The use of oral prednisone, in this case, elicited a clearly observable, replicable, stable, and dose-dependent clinical response. This remarkable response raises intriguing possibilities for developing new medication treatments and perhaps better understanding the mechanism underlying this illness.

That said, we note that other misophonia/misokinesia patients in our clinic who also incidentally took steroids have not experienced similarly clear symptom relief. Thus, it already seems clear that prednisone is not a universally effective treatment for misophonia/misokinesia, and this one case should not be interpreted as generalized treatment guidance. The side effects of steroids are a major consideration likely to limit this option, particularly for milder cases in which the risks of treatment are more likely to outweigh the benefits. Even in this extreme case, we are likely to continue to explore alternative medications to limit long-term side effects.

3.1. Possible Mechanism of Steroid Action on Misophonia and Misokinesia

The mechanism through which steroids may alleviate misophonia and misokinesia symptoms is unknown. Steroids can modify auditory processing at the cortical level, as shown in animal models given exogenous steroids [13]. Steroids can also affect psychiatric disorders characterized by abnormal emotional and physical responses to generally benign stimuli, such as PTSD. Steroid treatment may improve symptoms and facilitate fear extinction during PTSD treatment, particularly in patients who show high physiological responsiveness to a test dose of steroid [14, 15].

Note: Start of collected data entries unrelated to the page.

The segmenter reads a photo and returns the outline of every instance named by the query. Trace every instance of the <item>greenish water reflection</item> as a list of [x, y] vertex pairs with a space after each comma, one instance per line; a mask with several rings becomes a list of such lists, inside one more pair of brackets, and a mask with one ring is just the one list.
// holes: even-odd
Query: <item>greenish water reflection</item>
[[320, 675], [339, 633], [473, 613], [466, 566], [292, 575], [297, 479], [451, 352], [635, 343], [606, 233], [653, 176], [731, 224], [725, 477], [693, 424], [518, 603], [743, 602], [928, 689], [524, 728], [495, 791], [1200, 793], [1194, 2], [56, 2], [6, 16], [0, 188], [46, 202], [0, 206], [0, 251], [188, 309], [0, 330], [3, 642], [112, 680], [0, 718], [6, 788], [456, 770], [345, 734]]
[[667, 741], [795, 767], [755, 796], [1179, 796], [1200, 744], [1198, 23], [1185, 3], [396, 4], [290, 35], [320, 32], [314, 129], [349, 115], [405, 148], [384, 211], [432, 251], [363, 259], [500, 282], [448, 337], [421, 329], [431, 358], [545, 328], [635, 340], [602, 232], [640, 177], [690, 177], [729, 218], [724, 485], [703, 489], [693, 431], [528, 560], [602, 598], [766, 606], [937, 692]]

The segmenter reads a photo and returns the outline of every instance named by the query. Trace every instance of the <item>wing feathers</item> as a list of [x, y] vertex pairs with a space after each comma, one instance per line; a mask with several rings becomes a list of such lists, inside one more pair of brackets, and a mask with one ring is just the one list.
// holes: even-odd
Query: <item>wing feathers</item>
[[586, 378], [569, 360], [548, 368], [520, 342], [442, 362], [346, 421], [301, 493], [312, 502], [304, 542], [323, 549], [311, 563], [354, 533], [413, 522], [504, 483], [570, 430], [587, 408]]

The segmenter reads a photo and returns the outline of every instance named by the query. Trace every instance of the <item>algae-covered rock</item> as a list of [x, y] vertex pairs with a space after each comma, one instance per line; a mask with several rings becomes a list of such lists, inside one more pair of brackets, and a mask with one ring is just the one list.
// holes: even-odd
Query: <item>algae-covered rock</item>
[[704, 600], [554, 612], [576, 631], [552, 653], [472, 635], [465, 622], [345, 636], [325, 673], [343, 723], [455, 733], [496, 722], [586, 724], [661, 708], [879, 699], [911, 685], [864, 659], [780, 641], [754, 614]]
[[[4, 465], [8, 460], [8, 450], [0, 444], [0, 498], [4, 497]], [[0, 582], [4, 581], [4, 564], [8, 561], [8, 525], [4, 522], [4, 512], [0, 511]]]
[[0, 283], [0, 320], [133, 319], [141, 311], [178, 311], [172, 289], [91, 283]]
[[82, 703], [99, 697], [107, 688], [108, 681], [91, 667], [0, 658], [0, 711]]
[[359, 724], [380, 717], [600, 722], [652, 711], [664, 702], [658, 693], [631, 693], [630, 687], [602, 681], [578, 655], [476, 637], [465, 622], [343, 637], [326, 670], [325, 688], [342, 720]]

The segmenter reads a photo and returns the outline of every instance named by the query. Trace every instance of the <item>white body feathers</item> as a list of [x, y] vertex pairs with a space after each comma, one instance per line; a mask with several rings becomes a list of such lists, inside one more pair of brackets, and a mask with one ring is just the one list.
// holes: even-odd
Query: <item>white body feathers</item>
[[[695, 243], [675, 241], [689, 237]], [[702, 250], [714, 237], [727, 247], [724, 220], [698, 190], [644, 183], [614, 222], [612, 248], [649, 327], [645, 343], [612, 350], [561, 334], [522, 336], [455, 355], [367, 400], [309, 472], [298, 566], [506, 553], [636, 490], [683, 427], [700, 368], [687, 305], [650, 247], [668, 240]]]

Inflammation is increasingly thought to underlie many psychiatric conditions [16] and is increased during high stress and sleep deprivation. Misophonia symptoms are frequently reported as more intense after poor sleep and during stress. Psychiatric medications, including selective serotonin reuptake inhibitor antidepressants, may function in part by modulating inflammation [17], and a wide range of anti-inflammatory medications may be effective in treating psychiatric conditions [18]. If inflammation is a key driver in some cases of misophonia/misokinesia, perhaps steroids work by counteracting this. If so, then other anti-inflammatory agents may also be of interest to consider, including nonsteroidal anti-inflammatory drugs, polyunsaturated fatty acids, cytokine modulators, and atypical anti-inflammatories such as statins and minocycline.

3.2. Future Directions

Future investigations should systematically analyze cases of steroid-induced misophonia/misokinesia symptom relief to ascertain if this treatment has wider applicability or is a rare occurrence. This could help guide whether it is worthwhile to pursue controlled clinical trials. Identifying potential subpopulations likely to be steroid-responsive may also be beneficial, perhaps by measuring biomarkers of inflammation and assessing a patient’s innate responsiveness to a steroid challenge, such as through the dexamethasone suppression test.

3.3. Summary

The clear, positive response of misophonia and misokinesia symptoms to the oral steroid prednisone reported in this case expands potential treatment options for a problem that presently has no established medical treatment. It also clearly invites further exploration of the generalizability of this finding.

Data Availability

No datasets to share.

Conflicts of Interest

The authors declare that they have no conflicts of interest.

Acknowledgments

The authors would like to thank the patient for his consent and input and for seeking to better the lives of others through sharing this information. We would additionally like to thank Makayla Johnhson, Cassandra Callard, Megan Berry, Ashley Lindeman, and the Bloom team for their expert help and input.